Analysts say the questions about Computer Associates aren't comparable to those at Enron. Enron used off-the-books financing to obscure huge losses and debt.
Jim Mendelson of SoundView Technology Group says CA's pro rata accounting is actually more conservative than generally accepted accounting principles.
Mendelson has a strong buy rating on Computer Associates. He says it has been "the company that people love to hate" amid some 70 acquisitions in 20 years.
"I don't think there is any fraud," Mendelson said. "This company generates a sizable amount of cash. And there's no off-balance sheet financing to my knowledge."
Jonathan Rudy of Standard & Poor's says the company's executives have made extra efforts to describe their new business model since the proxy fight. He maintains a hold rating on the stock.

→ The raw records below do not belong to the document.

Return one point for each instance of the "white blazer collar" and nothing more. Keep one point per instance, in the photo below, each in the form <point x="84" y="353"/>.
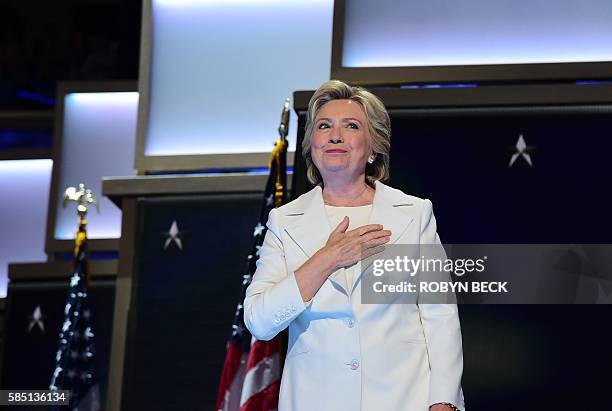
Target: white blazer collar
<point x="311" y="230"/>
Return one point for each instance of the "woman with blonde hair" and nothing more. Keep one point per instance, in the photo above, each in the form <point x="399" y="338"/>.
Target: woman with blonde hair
<point x="342" y="354"/>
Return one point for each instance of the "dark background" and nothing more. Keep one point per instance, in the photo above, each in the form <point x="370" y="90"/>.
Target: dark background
<point x="43" y="42"/>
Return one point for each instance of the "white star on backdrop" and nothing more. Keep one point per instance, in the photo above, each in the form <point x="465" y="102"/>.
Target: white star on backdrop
<point x="521" y="150"/>
<point x="36" y="319"/>
<point x="173" y="235"/>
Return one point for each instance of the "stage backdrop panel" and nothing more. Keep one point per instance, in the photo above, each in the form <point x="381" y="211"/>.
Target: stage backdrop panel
<point x="29" y="349"/>
<point x="24" y="190"/>
<point x="461" y="160"/>
<point x="184" y="299"/>
<point x="215" y="74"/>
<point x="95" y="137"/>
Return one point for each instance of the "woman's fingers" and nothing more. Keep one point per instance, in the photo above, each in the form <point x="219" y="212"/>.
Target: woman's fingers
<point x="368" y="252"/>
<point x="372" y="235"/>
<point x="365" y="229"/>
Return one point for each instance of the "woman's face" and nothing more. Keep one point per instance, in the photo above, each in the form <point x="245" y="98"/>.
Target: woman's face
<point x="340" y="143"/>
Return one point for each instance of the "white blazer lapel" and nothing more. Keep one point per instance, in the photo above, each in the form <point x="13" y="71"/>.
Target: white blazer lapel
<point x="311" y="231"/>
<point x="386" y="211"/>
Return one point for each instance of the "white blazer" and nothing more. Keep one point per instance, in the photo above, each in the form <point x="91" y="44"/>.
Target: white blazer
<point x="344" y="355"/>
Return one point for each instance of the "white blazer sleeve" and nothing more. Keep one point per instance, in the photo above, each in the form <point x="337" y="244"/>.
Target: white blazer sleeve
<point x="273" y="298"/>
<point x="442" y="333"/>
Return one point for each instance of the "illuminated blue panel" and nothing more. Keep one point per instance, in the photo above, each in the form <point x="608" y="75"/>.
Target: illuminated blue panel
<point x="387" y="33"/>
<point x="24" y="190"/>
<point x="98" y="140"/>
<point x="222" y="70"/>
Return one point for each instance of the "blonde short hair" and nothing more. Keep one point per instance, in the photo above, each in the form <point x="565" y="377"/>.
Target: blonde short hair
<point x="377" y="118"/>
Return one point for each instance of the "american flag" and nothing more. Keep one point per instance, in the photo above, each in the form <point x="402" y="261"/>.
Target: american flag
<point x="74" y="360"/>
<point x="250" y="379"/>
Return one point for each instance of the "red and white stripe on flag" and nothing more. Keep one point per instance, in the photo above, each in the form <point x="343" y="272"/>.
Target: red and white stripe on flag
<point x="262" y="380"/>
<point x="251" y="382"/>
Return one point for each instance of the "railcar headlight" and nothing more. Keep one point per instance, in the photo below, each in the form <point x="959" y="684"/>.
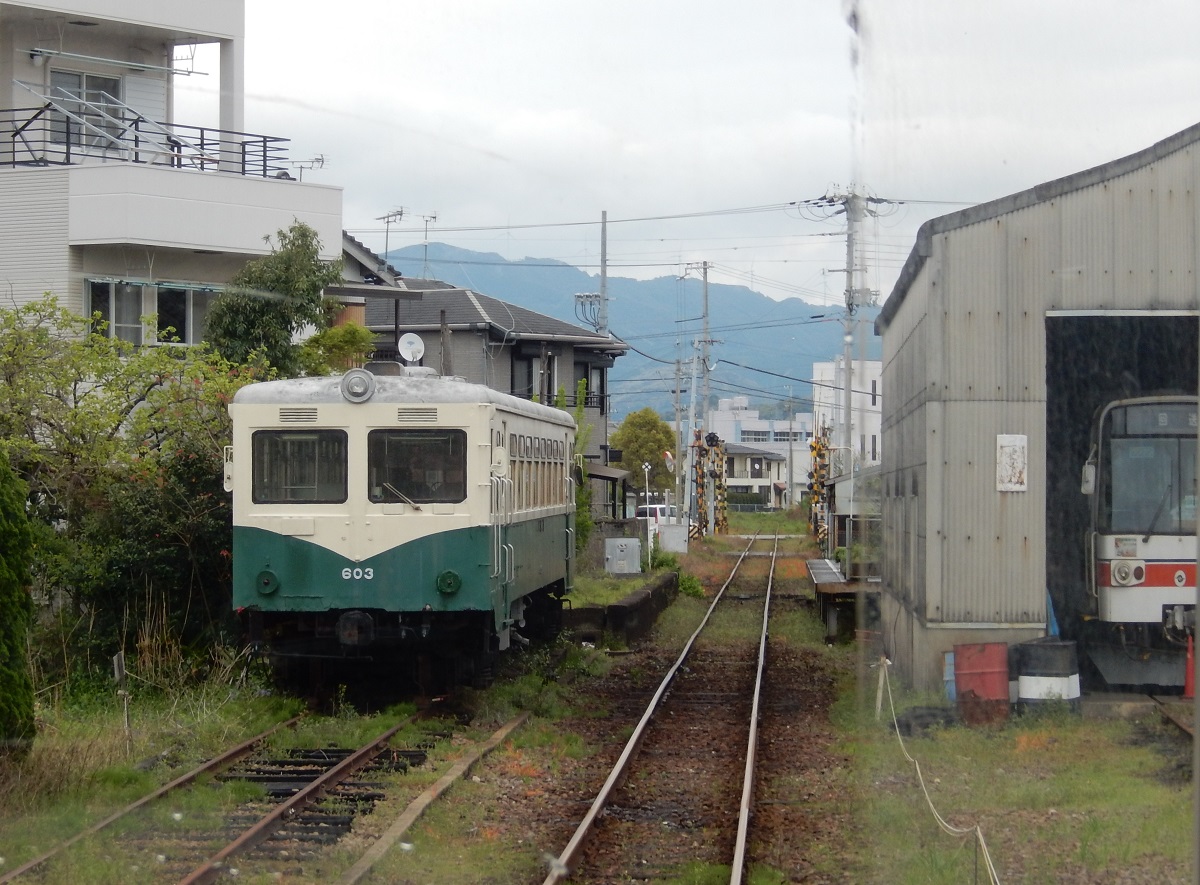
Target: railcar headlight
<point x="1127" y="572"/>
<point x="358" y="385"/>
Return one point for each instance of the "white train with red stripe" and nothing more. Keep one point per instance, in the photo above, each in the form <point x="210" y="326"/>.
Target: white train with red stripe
<point x="1141" y="476"/>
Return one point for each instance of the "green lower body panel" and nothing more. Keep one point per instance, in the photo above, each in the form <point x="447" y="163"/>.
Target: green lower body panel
<point x="449" y="571"/>
<point x="441" y="588"/>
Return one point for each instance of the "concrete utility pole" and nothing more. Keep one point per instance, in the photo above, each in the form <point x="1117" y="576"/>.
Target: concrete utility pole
<point x="707" y="341"/>
<point x="681" y="463"/>
<point x="853" y="204"/>
<point x="395" y="215"/>
<point x="603" y="313"/>
<point x="425" y="263"/>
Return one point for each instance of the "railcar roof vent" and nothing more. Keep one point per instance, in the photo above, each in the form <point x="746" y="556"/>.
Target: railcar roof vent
<point x="298" y="414"/>
<point x="417" y="415"/>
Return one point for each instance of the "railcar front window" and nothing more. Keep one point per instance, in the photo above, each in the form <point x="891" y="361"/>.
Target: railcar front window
<point x="1149" y="482"/>
<point x="294" y="467"/>
<point x="418" y="467"/>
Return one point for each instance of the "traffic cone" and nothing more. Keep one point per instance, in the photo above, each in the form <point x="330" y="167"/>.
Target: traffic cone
<point x="1189" y="687"/>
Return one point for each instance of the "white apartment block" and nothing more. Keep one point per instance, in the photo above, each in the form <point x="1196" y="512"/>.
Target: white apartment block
<point x="784" y="441"/>
<point x="106" y="199"/>
<point x="865" y="411"/>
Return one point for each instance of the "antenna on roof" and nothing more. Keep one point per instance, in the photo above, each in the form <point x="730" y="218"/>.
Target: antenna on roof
<point x="411" y="347"/>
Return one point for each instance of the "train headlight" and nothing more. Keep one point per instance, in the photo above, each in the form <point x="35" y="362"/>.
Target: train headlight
<point x="358" y="385"/>
<point x="1128" y="572"/>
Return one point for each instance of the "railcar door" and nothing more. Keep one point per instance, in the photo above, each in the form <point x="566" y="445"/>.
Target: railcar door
<point x="502" y="565"/>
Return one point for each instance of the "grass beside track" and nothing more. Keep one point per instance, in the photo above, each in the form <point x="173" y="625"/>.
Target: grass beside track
<point x="1057" y="798"/>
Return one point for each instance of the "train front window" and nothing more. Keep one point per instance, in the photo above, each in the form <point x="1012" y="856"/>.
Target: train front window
<point x="418" y="467"/>
<point x="299" y="467"/>
<point x="1149" y="480"/>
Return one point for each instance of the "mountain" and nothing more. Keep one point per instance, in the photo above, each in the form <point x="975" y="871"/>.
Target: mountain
<point x="761" y="347"/>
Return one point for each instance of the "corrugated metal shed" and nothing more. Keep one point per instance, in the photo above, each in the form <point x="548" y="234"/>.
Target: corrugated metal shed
<point x="965" y="353"/>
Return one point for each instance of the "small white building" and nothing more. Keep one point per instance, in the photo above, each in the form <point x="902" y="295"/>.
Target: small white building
<point x="865" y="405"/>
<point x="108" y="200"/>
<point x="784" y="440"/>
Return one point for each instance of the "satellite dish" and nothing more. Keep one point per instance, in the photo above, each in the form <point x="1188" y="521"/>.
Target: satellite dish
<point x="411" y="347"/>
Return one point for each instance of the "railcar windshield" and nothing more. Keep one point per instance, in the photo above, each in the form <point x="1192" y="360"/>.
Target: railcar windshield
<point x="299" y="467"/>
<point x="421" y="467"/>
<point x="1149" y="469"/>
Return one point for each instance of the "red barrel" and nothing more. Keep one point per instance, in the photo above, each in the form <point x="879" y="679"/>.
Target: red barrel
<point x="981" y="682"/>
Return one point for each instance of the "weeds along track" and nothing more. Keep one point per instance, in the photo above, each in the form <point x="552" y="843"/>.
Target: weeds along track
<point x="279" y="813"/>
<point x="682" y="790"/>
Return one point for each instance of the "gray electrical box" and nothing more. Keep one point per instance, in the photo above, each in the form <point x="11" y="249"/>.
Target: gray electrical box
<point x="623" y="555"/>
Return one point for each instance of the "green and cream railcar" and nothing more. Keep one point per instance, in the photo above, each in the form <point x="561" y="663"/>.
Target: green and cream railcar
<point x="378" y="512"/>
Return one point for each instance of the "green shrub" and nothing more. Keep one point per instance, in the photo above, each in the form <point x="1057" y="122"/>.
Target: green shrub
<point x="16" y="612"/>
<point x="690" y="585"/>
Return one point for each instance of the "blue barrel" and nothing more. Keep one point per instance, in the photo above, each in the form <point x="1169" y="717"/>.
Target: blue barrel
<point x="1049" y="674"/>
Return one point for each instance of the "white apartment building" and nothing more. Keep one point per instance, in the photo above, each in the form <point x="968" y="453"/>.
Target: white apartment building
<point x="108" y="200"/>
<point x="783" y="441"/>
<point x="867" y="395"/>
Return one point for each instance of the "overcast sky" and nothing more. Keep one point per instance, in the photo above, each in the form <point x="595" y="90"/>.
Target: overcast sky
<point x="517" y="122"/>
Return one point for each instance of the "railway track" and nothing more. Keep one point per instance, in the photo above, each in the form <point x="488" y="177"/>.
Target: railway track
<point x="684" y="786"/>
<point x="305" y="800"/>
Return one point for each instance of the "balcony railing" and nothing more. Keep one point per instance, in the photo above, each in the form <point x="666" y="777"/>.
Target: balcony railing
<point x="598" y="402"/>
<point x="70" y="130"/>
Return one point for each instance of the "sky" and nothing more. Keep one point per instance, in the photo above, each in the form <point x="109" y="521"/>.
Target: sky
<point x="705" y="130"/>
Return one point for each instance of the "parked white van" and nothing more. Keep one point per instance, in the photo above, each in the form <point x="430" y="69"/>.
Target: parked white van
<point x="659" y="512"/>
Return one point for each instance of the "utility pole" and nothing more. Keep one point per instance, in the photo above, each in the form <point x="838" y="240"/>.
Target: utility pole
<point x="853" y="204"/>
<point x="681" y="464"/>
<point x="603" y="313"/>
<point x="425" y="262"/>
<point x="707" y="341"/>
<point x="593" y="307"/>
<point x="691" y="425"/>
<point x="395" y="215"/>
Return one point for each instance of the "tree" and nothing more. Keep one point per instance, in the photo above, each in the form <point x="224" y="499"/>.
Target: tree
<point x="120" y="450"/>
<point x="642" y="439"/>
<point x="16" y="610"/>
<point x="274" y="300"/>
<point x="336" y="349"/>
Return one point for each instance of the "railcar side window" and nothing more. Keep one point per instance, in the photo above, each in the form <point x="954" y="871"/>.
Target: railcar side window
<point x="424" y="467"/>
<point x="299" y="467"/>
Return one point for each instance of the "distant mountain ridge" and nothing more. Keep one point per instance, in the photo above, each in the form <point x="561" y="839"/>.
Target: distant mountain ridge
<point x="763" y="347"/>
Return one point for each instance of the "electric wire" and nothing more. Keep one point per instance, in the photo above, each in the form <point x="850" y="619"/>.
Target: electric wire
<point x="947" y="828"/>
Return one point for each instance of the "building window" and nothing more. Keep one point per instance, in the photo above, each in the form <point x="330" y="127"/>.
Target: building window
<point x="181" y="311"/>
<point x="417" y="465"/>
<point x="85" y="98"/>
<point x="181" y="314"/>
<point x="119" y="306"/>
<point x="299" y="467"/>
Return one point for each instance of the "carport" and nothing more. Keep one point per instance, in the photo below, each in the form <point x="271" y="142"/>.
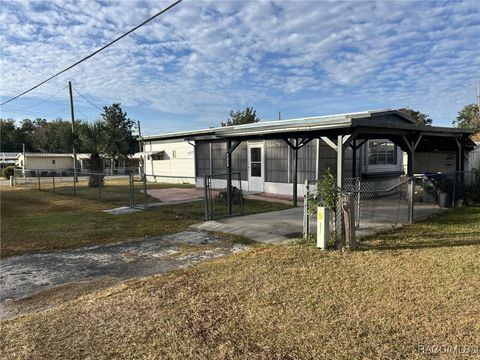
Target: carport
<point x="346" y="131"/>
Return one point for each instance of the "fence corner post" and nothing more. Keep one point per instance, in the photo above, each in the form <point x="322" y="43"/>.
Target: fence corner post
<point x="207" y="216"/>
<point x="306" y="215"/>
<point x="145" y="195"/>
<point x="411" y="186"/>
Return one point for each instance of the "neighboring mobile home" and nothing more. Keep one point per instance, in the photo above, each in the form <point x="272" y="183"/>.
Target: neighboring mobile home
<point x="264" y="153"/>
<point x="48" y="163"/>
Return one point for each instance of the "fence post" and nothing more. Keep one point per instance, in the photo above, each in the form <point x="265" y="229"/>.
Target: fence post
<point x="349" y="218"/>
<point x="410" y="199"/>
<point x="357" y="210"/>
<point x="99" y="179"/>
<point x="207" y="215"/>
<point x="145" y="198"/>
<point x="306" y="225"/>
<point x="130" y="190"/>
<point x="75" y="184"/>
<point x="241" y="193"/>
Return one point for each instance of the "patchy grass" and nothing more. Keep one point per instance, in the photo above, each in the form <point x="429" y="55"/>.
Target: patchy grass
<point x="115" y="192"/>
<point x="35" y="220"/>
<point x="415" y="286"/>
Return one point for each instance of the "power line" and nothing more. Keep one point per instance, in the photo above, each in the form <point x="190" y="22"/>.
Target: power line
<point x="91" y="103"/>
<point x="42" y="101"/>
<point x="96" y="51"/>
<point x="35" y="113"/>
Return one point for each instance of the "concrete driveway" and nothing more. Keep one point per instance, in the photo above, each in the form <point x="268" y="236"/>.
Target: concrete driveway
<point x="284" y="225"/>
<point x="26" y="275"/>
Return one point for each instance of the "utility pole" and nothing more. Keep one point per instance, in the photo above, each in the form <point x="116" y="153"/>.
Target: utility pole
<point x="24" y="163"/>
<point x="140" y="143"/>
<point x="73" y="133"/>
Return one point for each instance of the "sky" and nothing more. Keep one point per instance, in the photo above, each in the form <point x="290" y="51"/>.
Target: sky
<point x="188" y="68"/>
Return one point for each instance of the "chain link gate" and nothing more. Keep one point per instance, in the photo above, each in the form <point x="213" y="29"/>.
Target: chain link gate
<point x="217" y="202"/>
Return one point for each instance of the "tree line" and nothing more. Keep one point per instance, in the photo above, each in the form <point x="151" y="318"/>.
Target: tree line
<point x="111" y="135"/>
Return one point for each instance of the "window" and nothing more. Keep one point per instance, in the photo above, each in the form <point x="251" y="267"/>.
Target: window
<point x="256" y="162"/>
<point x="157" y="156"/>
<point x="382" y="153"/>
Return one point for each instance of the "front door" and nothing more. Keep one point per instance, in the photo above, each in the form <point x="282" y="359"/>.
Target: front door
<point x="255" y="167"/>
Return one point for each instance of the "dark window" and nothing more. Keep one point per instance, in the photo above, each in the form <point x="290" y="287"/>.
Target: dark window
<point x="158" y="156"/>
<point x="256" y="162"/>
<point x="382" y="153"/>
<point x="256" y="169"/>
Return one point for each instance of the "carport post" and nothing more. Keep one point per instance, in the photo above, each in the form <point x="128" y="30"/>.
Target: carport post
<point x="354" y="159"/>
<point x="229" y="177"/>
<point x="295" y="177"/>
<point x="145" y="198"/>
<point x="410" y="185"/>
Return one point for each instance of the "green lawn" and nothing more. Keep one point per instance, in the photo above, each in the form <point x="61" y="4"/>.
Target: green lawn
<point x="417" y="286"/>
<point x="35" y="220"/>
<point x="115" y="192"/>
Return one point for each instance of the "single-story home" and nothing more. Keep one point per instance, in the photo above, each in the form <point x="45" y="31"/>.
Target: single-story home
<point x="47" y="163"/>
<point x="364" y="144"/>
<point x="7" y="158"/>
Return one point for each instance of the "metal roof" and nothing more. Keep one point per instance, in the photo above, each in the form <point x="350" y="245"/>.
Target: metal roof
<point x="369" y="123"/>
<point x="30" y="154"/>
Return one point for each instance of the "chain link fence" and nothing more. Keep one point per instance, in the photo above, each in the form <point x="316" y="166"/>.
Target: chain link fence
<point x="132" y="190"/>
<point x="380" y="204"/>
<point x="148" y="190"/>
<point x="218" y="202"/>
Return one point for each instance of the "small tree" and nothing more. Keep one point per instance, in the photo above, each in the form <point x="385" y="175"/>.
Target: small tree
<point x="247" y="116"/>
<point x="327" y="195"/>
<point x="119" y="139"/>
<point x="419" y="117"/>
<point x="93" y="139"/>
<point x="468" y="117"/>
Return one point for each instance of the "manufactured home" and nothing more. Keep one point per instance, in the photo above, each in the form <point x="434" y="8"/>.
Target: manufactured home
<point x="274" y="156"/>
<point x="48" y="163"/>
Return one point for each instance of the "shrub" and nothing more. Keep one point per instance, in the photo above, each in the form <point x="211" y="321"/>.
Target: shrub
<point x="8" y="171"/>
<point x="236" y="193"/>
<point x="472" y="193"/>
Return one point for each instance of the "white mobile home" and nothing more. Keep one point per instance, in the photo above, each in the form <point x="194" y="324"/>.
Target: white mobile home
<point x="274" y="156"/>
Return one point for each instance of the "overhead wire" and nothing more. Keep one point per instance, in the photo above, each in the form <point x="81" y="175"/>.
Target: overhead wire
<point x="95" y="52"/>
<point x="40" y="102"/>
<point x="87" y="100"/>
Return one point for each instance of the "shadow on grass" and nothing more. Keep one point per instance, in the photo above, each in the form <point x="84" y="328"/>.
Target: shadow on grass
<point x="457" y="227"/>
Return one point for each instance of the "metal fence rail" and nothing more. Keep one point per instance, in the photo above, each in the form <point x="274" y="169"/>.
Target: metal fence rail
<point x="217" y="201"/>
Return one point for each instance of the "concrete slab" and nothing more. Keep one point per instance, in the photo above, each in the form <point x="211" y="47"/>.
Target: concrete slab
<point x="121" y="210"/>
<point x="272" y="227"/>
<point x="176" y="194"/>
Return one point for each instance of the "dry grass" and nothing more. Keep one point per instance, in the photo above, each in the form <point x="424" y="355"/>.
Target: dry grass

"Cash flow is improving. They're paying down debt and growing nicely," he said. "I consider them healthier now than they were three or four months ago."
Kim Caughey, analyst with Parker/Hunter Inc., says she's not surprised by any effort to clarify accounting in light of Enron.
"Anyone's books are up for grabs at this point," she said. "The pressure isn't just on software companies or Computer Associates. Everybody is under greater scrutiny in this environment."
Caughey says the more conservative approach better reflects CA's business than the old accounting method. She gives CA her highest buy rating, but says Kumar and his staff should do more to explain the new model.
"This is a difficult concept, and let's face it, accounting doesn't exactly make the investor's heart go pitter patter," she said.